Scarred by real-life ‘Fauda’: Meet the champion for soldiers suffering with PTSD

Oren Or Bittoun gives speeches around the world urging veterans to talk about their experiences.

Oren Or Bittoun's story (YouTube/אורן אור ביטון Oren Or Bittoun)
It took 16 years of running away from his problems for Oren Or Bittoun, a former commander of the Border Police’s undercover counterterrorism unit, to get a proper diagnosis for what he was suffering from.
Bittoun was one of the first soldiers in the unit, taking part in dozens of classified operations in the West Bank during the First Intifada. During one operation, in 1992, he saw the chief of his unit killed, shot in the head by a Palestinian terrorist.
“I was supposed to die,” Bittoun, still visibly scarred from the event, told The Jerusalem Post during an interview in Herzliya.
While Bittoun saw many things during his service, his commander’s death was the straw that broke the camel’s back. After a short debriefing by the army he went home to commit suicide.

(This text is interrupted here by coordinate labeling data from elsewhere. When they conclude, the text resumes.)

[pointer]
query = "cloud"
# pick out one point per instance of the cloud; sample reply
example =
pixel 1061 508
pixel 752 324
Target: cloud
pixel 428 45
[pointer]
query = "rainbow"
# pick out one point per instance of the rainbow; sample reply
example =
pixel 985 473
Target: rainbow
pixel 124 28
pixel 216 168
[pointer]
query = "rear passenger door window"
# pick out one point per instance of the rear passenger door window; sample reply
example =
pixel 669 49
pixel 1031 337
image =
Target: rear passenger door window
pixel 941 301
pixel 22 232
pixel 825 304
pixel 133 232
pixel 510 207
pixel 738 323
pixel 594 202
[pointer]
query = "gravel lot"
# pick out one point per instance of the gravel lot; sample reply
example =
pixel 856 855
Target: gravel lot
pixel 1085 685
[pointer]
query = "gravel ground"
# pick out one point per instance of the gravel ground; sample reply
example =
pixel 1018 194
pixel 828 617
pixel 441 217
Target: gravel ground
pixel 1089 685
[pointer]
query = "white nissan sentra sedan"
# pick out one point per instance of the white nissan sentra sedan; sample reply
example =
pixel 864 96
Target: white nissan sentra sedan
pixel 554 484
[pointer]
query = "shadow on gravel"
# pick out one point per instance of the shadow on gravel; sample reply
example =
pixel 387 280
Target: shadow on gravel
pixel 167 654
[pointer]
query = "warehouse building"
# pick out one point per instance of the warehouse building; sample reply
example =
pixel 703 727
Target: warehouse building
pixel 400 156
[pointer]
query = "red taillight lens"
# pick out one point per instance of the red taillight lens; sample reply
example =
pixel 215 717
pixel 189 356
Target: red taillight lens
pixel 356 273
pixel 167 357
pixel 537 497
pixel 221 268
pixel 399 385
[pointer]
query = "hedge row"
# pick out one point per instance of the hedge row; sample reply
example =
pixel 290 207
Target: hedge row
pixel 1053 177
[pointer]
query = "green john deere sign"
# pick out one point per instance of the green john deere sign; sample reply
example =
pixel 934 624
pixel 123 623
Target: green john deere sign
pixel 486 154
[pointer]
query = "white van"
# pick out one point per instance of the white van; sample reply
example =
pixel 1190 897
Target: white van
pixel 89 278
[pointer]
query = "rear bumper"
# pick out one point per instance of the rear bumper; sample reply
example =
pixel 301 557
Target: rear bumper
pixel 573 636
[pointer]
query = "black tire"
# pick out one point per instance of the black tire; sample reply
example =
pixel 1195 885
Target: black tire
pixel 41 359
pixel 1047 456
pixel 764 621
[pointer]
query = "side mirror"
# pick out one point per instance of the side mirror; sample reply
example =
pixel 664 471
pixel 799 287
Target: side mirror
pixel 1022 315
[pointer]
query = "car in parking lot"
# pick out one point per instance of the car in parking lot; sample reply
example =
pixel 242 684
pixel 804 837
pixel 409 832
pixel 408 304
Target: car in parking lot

“I cocked my weapon, pointed it to my head and said the Shema Yisrael prayer,” he said. “I remember the door opening and my mother screaming and jumping on me... the gun went off, striking the floor, and it was only then that I realized what had happened.
“I didn’t tell anyone. I kept my suicide attempt secret.”
Soldiers who suffer from post-traumatic stress disorder usually re-experience traumatic battlefield events, through flashbacks or nightmares, severe anxiety, and uncontrollable thoughts about the event, severely impacting their everyday life.
After being released from the army Bittoun ran away from his problems, living in the Congo, New York, Switzerland, London and Paris before finally returning to Israel with his wife and eldest son.
According to Bittoun, no matter where he was, even in the Swiss Alps, he wore a gun and knife wherever he went, sure that someone was out to kill him.
“My body was in Tel Aviv but my soul was in the West Bank, in Jenin,” he said, adding that he would scream out his dead commander’s name in his sleep.
One night, 16 years after losing his commander, Bittoun came home from work and had a flashback to that night.
“Sixteen years later, I smelled everything... the smoke, death... I saw everything again, and then I felt someone grab my neck,” he said. “I grabbed the person back and when I opened my eyes I saw it was my six-year-old daughter. She was turning blue.”
“She started crying, asking me, ‘Daddy why do you want to kill me?’” Bittoun said. “I didn’t know what to say except that I loved her.”
It was then that his wife made him get help.
“I didn’t know what PTSD was, I thought I was crazy,” Bittoun told the Post, adding that no one in the army at that time knew how to recognize PTSD, and while it’s improved by leaps and bounds, “it’s not enough.”
While Israel does not have a specific unit dealing with veterans as the US has, the Defense Ministry and the IDF provide wounded soldiers and their families with a variety of services, including mental health treatment.
Some nine months after officials from Israel and the US met to discuss joint cooperation in the field of treating soldiers suffering from PTSD, Deputy Defense Minister Eli Ben-Dahan has recommended that Israel adopt two initiatives already in place in the US for wounded veterans.
More than 1.6 million US veterans receive mental health treatment from the Department of Veterans Affairs, and the ministry allows veterans to get treatment for five years after their discharge without registering with the VA at some 300 clinics around the country.
According to sources familiar with Ben-Dahan’s initiatives, the ministry wants to make the mental health of a soldier suffering from PTSD a priority, making sure that they get the mental health treatment required without being held up by bureaucracy.
The source told the Post it is imperative to shorten the bureaucratic process as it is crucial to be diagnosed and to receive the proper treatment as soon as possible after experiencing a traumatic event.
Bittoun has since become a role model for IDF soldiers who suffer from PTSD, writing a book about his experience and helping former soldiers who reach out to him on Facebook for help and give speeches around the world about PTSD .
“I’ve made this my life mission. My old mission was to be a soldier, but now my mission is to help others who suffer as I did,” Bittoun said. “Don’t close your eyes. If it is hard and you feel like it’s too much, go talk to someone. Don’t deal with it alone. If you don’t talk about it, it will only get worse.”